Everyone knows that Cronenberg is a master of body horror. His effects are second to none and the fuel of nightmares for many a child who saw his work before they were quite ready for it. I remember hearing my friends talking about seeing “The Fly,” when I was in middle school. Their mimicry of the lines “help me” and the accompanying images in the film were burned into my memory.
This is one of the finest examples of really well done special effects without going overboard. The violence in the film is profoundly disturbing but it is not pervasive as in most horror films. There are basically two scenes which made me sit up in shock and they are used so deftly tha, despite their gruesome nature, the thing that stands out the most to me is what those scenes say about the people in them rather than just how well done the effects were.
This is my favorite kind of violence in movies. Violence that reveals realities. Many times, violence is used as the point of a horror movie. The reason people go to see a “Halloween” or “Texas Chainsaw Massacre” is to see the kills.
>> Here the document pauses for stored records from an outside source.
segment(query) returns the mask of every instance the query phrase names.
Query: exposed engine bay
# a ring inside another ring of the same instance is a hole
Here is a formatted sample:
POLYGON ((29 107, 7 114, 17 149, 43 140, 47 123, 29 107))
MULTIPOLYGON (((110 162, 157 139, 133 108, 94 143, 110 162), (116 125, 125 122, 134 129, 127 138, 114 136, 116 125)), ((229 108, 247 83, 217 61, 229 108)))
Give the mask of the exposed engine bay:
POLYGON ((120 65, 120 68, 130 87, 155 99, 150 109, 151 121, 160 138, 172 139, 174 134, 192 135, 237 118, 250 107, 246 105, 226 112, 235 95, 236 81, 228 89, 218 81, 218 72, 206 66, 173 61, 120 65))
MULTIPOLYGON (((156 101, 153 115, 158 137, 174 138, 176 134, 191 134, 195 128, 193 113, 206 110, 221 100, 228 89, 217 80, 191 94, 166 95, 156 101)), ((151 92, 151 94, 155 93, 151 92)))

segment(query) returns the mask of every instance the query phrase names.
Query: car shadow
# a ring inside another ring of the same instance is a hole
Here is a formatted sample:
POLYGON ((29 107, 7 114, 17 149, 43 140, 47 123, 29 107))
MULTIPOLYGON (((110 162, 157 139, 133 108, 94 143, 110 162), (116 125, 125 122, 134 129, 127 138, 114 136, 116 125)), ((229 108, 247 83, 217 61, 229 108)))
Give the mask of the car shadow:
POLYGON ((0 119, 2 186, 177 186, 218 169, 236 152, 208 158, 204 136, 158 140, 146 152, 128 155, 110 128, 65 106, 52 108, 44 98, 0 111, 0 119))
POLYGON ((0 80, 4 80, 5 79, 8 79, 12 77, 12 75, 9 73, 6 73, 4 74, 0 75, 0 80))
While I know that some of the appeal of “Scanners” is the same, the way the violence is used to reveal characters and theme is what I love the most and have had seared into my memory.
Besides the use of outstanding Special Effects, Cronenberg’s vision for the Sound Design creates an experience of psychic powers that is of a higher caliber than those in any other piece of psychic media I have ever seen. “X-Men,” “Star Trek,” “Babylon 5,” and the MCU all have psychic characters but when people communicate with psychic powers, it is always with an intense look, an echoey wash of sound, and maybe a couple fingers pressed to the temples.
In “Scanners,” Cronenberg records all the dialogue in the film in post production, making them match the words to the lips of the performers. This does two things. The first is that it allows the actors to portray one thing through their performance on the day of the shoot and another on the day of the voice over. It gives everything they say an otherworldly mixed emotion quality so that when a person aligns both of the performances it lands like thunder.
The second is that all the dialogue in the film sounds exactly the same, even the psychic dialogue. I’ve seen a lot of telepathy in films over the years but this choice made telepathy feel real and terrifying in a way I had not experienced before. Cameron Vale (Stephen Lack, “Dead Ringers”) at one point, after getting his psychic abilities under control, “What about the voices without lips?” referring to the mind speak. Of course to him these voices are not just oppressive but they as real as regular speech is to us. What a fantastic way to make the audience feel the same way as the character.
Understanding this madness inducing psychic onslaught is also a key to understanding Cameron Vale’s character. He has been insane and finally cured but that means he is just a child. He doesn’t know how to interact with people well, is full of questions, but also can’t articulate them well. Many of the things he says sound like the questions of a 7 or 8 year old kid but that also lends to this sense that he might actually be easy to deceive. If he is that easy to fool every conversation he has is fraught with pitfalls that a normal person would spot a mile away but he may get duped by.
All in all, this is a brilliantly conceived and executed film which is elevated by the craft that went into it from being a hum-drum rehash of a classic storyline to an epic almost mythical clash between near gods among mortals.